Berry considers the latest “magazine trends” and interprets them into clothes that are accessible to her young customer.

Making her clothing affordable ($38 to $78) has been one move toward accessibility. Relish is at the Ladies Lounge, Newport Beach; Electric Chair, Huntington Beach, and Mondorama M.O.A. and Wasteland in Los Angeles.

Most Relish pieces are fully lined. Berry has been called crazy by industry peers for going to the extra expense of lining while still keeping her price low. Her response? "(My customers) don’t have a ton of money to spend on one good piece. I’d rather sacrifice profit for quality,” she says.



“Do it yourself” could be tattooed on Karen Caid’s forehead. But it would take away from her ‘50s starlet looks already updated with a pierced eyebrow and nose.

Her junior line, Hooch, is a lifelong dream. Caid has spent most of her adult life at jobs that she could never pretend were career options. Then in late ’93, she got a taste of her future working under an Atlanta designer.

She did everything at the fledgling company--so much so that she recalls “feeling if this idiot could do it and almost make it, then I could do it, too.”

Hooch debuted in May at a New York fashion trade show. Its founder’s only sewing experience came from the clothes she made for herself while growing up.


“I don’t mind saying that I lack the experience to do this, because I’m a quick learner. I’ve gotten this far already,” she says.

Inspiration for the line’s name--which is slang for, among other things, cheap whiskey--struck Caid when she and her friends were making a toast with their favorite poison on the rocks.

The name Hooch has attracted attention among store buyers and customers who have never seen the clothes, Caid says. “People love saying it. They yell it out or I’ll catch them repeating it.”

Its meaning has been part of the appeal in a market that craves anything remotely rebellious. Even Hooch’s logo--a Vargaslike vixen dressed in a devil’s outfit--fits current tastes among hip gals who want to wear clothes emblazoned with slang or symbols once considered anti-feminist.


Caid designs with these fierce young women in mind. It’s their empowerment that lets them enjoy the inherent whimsy of Hooch.

Her second collection ($20 to $120), toys with the ingenue look. There are sweet jumpers, cropped jackets, pleated skirts and dresses with Peter Pan collars and made in pastels of snugly polar fleece and micro chamois. For nighttime, the same silhouettes take shape in satin and opalescent metallic.

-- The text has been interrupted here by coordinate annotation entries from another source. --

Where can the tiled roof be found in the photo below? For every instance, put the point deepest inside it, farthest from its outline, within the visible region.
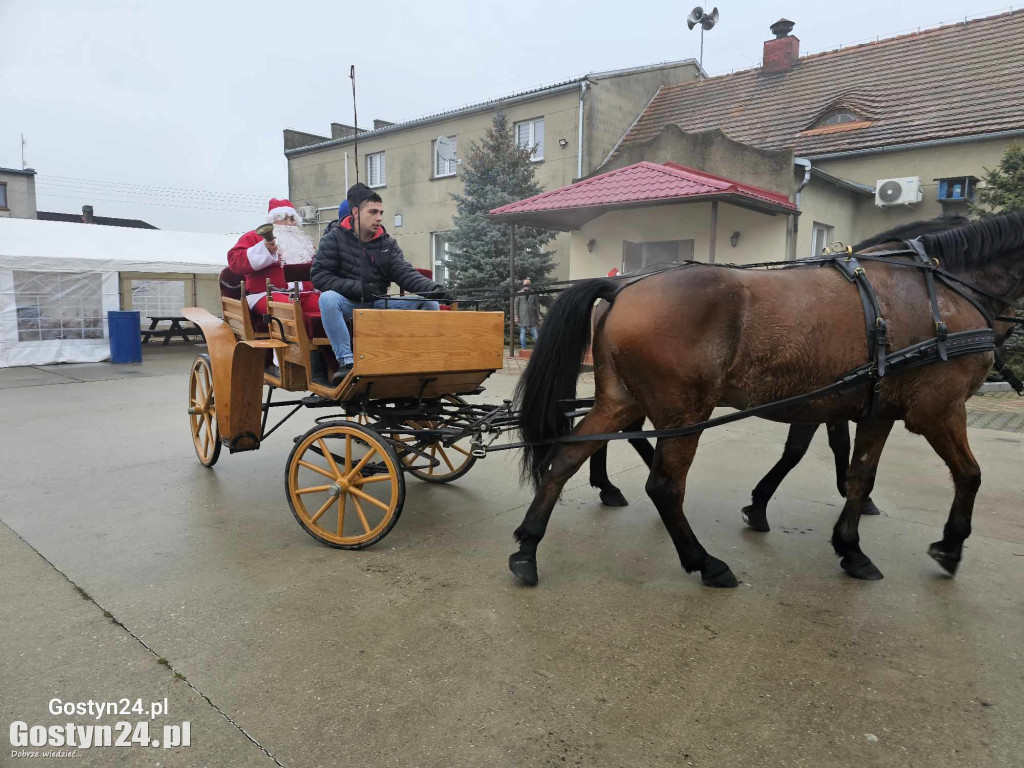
(76, 218)
(488, 104)
(961, 80)
(645, 182)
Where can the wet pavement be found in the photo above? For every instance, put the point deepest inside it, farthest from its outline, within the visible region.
(130, 571)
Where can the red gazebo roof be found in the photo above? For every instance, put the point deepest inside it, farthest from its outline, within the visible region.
(633, 186)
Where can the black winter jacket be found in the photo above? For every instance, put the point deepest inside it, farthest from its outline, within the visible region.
(339, 266)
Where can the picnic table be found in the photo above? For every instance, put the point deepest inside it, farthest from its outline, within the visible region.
(186, 333)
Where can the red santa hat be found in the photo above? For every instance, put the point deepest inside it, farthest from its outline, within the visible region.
(278, 209)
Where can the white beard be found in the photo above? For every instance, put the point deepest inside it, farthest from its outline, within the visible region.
(294, 245)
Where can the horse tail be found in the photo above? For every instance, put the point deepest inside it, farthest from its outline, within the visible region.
(554, 367)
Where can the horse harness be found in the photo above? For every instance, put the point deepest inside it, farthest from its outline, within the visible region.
(939, 348)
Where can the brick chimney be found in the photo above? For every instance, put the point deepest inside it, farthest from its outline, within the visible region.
(782, 52)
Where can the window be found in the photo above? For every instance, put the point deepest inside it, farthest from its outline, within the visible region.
(638, 255)
(441, 257)
(530, 134)
(58, 305)
(156, 298)
(443, 167)
(821, 236)
(956, 188)
(376, 169)
(841, 117)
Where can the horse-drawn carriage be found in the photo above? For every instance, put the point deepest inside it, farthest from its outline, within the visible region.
(402, 407)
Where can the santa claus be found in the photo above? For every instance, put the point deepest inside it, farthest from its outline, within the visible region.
(261, 258)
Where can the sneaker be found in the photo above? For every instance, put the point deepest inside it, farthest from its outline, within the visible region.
(339, 376)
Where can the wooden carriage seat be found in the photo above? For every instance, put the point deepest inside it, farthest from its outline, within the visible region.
(294, 363)
(235, 308)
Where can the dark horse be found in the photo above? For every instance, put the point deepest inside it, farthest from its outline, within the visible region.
(799, 439)
(677, 344)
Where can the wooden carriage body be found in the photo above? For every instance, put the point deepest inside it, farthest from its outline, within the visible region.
(397, 354)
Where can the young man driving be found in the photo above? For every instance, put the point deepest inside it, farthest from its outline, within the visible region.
(356, 262)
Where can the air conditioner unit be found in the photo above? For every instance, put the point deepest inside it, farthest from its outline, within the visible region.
(897, 192)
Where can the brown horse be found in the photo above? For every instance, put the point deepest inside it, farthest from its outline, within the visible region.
(799, 439)
(677, 344)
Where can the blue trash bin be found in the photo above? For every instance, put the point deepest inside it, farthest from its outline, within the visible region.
(126, 336)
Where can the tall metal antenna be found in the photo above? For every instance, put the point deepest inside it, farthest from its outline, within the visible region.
(355, 120)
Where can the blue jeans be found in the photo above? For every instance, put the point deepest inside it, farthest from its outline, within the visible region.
(336, 309)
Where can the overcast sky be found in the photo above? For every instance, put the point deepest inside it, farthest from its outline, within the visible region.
(172, 112)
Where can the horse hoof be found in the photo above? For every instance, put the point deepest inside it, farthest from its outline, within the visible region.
(717, 573)
(524, 568)
(860, 566)
(948, 560)
(613, 498)
(757, 518)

For spring, the schoolgirl grows up into a lounge lizard. A regular of piano bars that are part of the club circuit here, Caid says she itched to dress the part. Her quirky view of glamour resulted in vintage looks cut from textured satins, such as the kind smoking jackets were once made from. Dresses, slim skirts and cocktail jackets with hoods have been trimmed with marabou. For the space-age lizard, she offers hologram and other sparkling, futuristic fabrics.

Hooch is available at Ladies Lounge, Newport Beach; The Closet, Costa Mesa; and, in Los Angeles, Mondorama M.O.A. and Beat Non-Stop on Melrose.


Keeping the fun factor in her collections will keep Hooch in a perpetual happy hour. Good thing, because, Caid says, “I’m in this for life.”